La sensation que je sortais de quelque chose qui n’existait déjà pas pour moi, ma pseudo zone de confort donc, à vouloir casser malgré tout, est apparue après 3 cours de 2h de théâtre, où je suis ressortie en larmes au dernier cours.

Le groupe était sympa dans l’ensemble, je me sentais assez à l’aise avec les 8 autres élèves et la prof, mais ce n’était pas mon élément. Cette impression de faire tache au milieu des autres. Cette angoisse de montrer celle que j’étais. Celle pas assez bien, celle qui se compare aux autres qui sont meilleurs en oubliant qu’ils avaient déjà fait du théâtre, celle qui parle avec sa voix menue et à qui on dit de parler plus fort alors qu’elle ne peut pas parce que ses cordes vocales sont ce qu’elles sont.

Et puis il y a eu ce texte à travailler.

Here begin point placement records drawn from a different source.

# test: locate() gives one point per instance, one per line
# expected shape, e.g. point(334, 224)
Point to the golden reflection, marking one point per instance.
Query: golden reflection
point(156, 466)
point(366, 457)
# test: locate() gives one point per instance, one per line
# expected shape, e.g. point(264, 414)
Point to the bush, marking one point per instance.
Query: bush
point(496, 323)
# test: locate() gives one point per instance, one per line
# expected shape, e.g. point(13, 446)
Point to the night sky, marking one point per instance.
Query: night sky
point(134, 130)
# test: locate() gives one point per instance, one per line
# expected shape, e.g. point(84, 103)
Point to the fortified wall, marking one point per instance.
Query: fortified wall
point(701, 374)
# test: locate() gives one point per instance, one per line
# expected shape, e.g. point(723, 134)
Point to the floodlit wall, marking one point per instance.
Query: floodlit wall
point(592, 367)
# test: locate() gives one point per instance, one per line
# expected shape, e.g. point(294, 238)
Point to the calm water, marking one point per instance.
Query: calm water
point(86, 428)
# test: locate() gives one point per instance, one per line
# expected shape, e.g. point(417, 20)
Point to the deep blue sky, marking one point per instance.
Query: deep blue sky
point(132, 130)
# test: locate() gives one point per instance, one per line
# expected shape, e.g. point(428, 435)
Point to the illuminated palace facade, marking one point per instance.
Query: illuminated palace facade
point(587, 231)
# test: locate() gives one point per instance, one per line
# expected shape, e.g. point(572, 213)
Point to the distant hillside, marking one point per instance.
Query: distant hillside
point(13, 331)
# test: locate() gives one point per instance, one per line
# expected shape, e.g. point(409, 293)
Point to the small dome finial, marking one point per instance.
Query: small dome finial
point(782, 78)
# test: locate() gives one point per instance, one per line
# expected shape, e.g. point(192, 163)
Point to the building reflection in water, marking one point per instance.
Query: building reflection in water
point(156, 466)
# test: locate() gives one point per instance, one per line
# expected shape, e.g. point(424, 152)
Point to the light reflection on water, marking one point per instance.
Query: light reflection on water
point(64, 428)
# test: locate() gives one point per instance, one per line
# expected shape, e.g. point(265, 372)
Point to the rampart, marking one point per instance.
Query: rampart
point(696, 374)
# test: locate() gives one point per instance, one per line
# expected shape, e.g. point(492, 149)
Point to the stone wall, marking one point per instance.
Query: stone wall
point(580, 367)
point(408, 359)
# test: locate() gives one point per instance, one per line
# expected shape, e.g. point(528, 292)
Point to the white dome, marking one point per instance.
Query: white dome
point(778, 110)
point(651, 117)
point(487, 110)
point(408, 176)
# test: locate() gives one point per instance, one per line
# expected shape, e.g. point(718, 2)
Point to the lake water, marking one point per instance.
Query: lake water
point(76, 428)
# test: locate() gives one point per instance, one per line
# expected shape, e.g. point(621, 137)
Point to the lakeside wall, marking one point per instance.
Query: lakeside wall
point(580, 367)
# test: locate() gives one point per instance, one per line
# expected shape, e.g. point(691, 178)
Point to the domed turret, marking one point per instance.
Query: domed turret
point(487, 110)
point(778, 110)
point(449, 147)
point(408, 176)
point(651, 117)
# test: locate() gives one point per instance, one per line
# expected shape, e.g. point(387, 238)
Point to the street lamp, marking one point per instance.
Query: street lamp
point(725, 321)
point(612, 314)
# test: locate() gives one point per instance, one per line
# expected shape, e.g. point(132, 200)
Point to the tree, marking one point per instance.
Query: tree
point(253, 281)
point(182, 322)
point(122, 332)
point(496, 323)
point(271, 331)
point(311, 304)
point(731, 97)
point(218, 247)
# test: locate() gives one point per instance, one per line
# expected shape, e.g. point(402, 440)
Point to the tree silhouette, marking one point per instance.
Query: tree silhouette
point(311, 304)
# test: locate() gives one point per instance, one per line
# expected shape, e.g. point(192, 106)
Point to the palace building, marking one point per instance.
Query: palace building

A me souvenir, à mémoriser, à mettre une intention que je ne pouvais pas mettre parce que le sujet me touchait trop même si c’était un pauvre canard qui se suicidait, les mots « égoïste », « il n’a pensé qu’à lui, il aurait pu penser à nous », « je suis en colère contre lui, il nous a laissé » etc… me renvoyait trop de choses dans la figure. A mes propres tentatives de suicide, loin d’être égoïste pourtant mais terriblement en souffrance. Aux suicides d’ami.e.s que je n’avais pas trouvé égoïstes non plus. Bref, montrer qu’on est en colère contre quelqu’un alors qu’on a envie d’avoir de la compassion plutôt, autant dire que l’exercice comptait double et surtout le sujet me retournait les tripes à chaque cours. Je ne suis toujours pas au top de ma forme mentalement et durant ces 2 dernières années, j’ai eu envie de m’éteindre plus d’une fois. Alors le sujet est frais en moi. Et je ne me voyais pas parler de ça à la prof. Le théâtre est sûrement fait pour dépasser ses limites, ses angoisses les plus profondes et faire taire les choses sensibles en nous quel que soit le sujet des textes abordés. J’étais là pour rire de mon côté plutôt et je sais que sans en parler directement, on recherchait tous ce côté là. Le rire. Pas cette chose glaciale qu’on pouvait ressentir à travers les murs de notre salle parce que même si formulé avec des pauvres canards, le sujet était là quand même, je ne pouvais pas y faire abstraction et ne pouvais pas « jouer » avec. Les difficultés de concentration et de mémorisation, ce thème qu’on allait aborder jusqu’aux vacances de Noël alors qu’on était à peine fin septembre, mon corps qui ne se mouvait pas au rythme qu’il aurait fallu pour suivre correctement, ont eu raison de moi. J’ai abandonné. Mais j’avais essayé néanmoins, c’était ma fierté.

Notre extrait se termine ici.